It’s one of a few, including a yet-to-be-built location near Salt Lake City.

“We hosted (A’s) team officials on Thursday, and demonstrated we can accommodate their ballpark needs,” Steve Starks, CEO of the Larry H. Miller Company, recently wrote in a statement.

The Larry H. Miller Company is overseeing construction of a new minor league baseball stadium in South Jordan, Utah’s Daybreak neighborhood roughly 20 miles south of Salt Lake City.

The stadium is designed to seat 7,500 fans and open for the Triple-A Salt Lake Bees in 2025 — when the A’s could be looking for a home outside Oakland with their current lease at the Oakland Coliseum expiring after 2024.

“Our organization and the state are excited and able to welcome the Athletics until their new stadium in Las Vegas is completed,” Starks said.

Fielding offers

The Salt Lake Tribune reported the conversations between the A’s and the Larry H. Miller Company included all 81 home games for the 2025, 2026 and 2027 seasons. The Tribune also reported adjustments could be made to the stadium plan to accommodate the A’s by increasing the size of clubhouses, expanding amenities, and grow the overall capacity to 11,000 for Major League Baseball.

The news of A’s brass touring the new ballpark site in Utah comes days after they were reportedly in West Sacramento getting an in-person view of Sutter Health Park, home of the Triple-A River Cats, the top minor league affiliate of the San Francisco Giants.

The other options the A’s are reportedly considering include the Las Vegas Ballpark, home to the Triple-A Las Vegas Aviators, and Oracle Park in San Francisco, home to the Giants. Extending the lease in Oakland is considered unlikely given the contentious relationship between A’s owner John Fisher and local officials.

Sacramento Mayor Darrell Steinberg and West Sacramento mayor Martha Guerrero have both openly expressed their interest in bringing the A’s to California’s capital.

“You better believe Sacramento would be a great place for the A’s to play on a temporary basis, for all the reasons we know,” Steinberg told The Bee last week.

Kings have a say

But that decision ultimately falls on Fisher and striking a deal with the Sacramento Kings, who own the Sacramento River Cats and operate the ballpark.

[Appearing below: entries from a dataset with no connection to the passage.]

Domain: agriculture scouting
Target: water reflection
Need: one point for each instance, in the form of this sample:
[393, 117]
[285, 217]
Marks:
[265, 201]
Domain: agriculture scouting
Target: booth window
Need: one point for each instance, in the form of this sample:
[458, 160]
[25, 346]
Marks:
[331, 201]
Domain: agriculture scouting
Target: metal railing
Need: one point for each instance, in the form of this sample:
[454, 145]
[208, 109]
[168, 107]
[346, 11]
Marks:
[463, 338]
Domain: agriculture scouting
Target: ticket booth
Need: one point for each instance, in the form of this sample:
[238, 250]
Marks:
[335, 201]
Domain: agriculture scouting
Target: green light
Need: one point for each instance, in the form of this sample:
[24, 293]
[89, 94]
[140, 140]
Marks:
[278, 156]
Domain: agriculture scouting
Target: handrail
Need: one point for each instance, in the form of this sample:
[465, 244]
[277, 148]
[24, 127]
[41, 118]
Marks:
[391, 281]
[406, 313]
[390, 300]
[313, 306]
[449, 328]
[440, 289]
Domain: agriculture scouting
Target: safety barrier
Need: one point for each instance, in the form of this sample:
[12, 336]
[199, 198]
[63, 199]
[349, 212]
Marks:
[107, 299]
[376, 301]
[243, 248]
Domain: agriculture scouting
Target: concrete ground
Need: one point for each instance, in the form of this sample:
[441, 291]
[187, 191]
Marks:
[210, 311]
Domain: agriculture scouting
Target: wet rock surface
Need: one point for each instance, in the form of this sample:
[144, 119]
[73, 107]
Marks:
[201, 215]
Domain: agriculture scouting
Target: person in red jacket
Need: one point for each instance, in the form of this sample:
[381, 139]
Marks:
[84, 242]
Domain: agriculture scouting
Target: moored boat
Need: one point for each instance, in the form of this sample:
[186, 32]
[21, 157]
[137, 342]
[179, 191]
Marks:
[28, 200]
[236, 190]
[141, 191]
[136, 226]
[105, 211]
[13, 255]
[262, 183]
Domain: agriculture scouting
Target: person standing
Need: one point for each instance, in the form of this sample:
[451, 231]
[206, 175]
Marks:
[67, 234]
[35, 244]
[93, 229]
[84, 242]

The Kings declined to comment when reached by The Bee for this story.

Fisher’s plan for Las Vegas is to open the ballpark in 2028, although design work and a financing plan have not been announced. The stadium is expected to cost some $1.5 billion with $380 million coming in public money, leaving Fisher to come up with the remaining sum of more than $1 billion.

Fisher was in Las Vegas this week making a rare public appearance, speaking to reporters about his club’s relocation at a Las Vegas Chamber of Commerce event.

“That will be funded mostly with equity from my family,” Fisher said, according to the Las Vegas Review Journal. “We would actually like to consider raising capital, especially from local investors. That creates a connection to the community, and we’ve seen that with a lot of other teams become a successful thing.”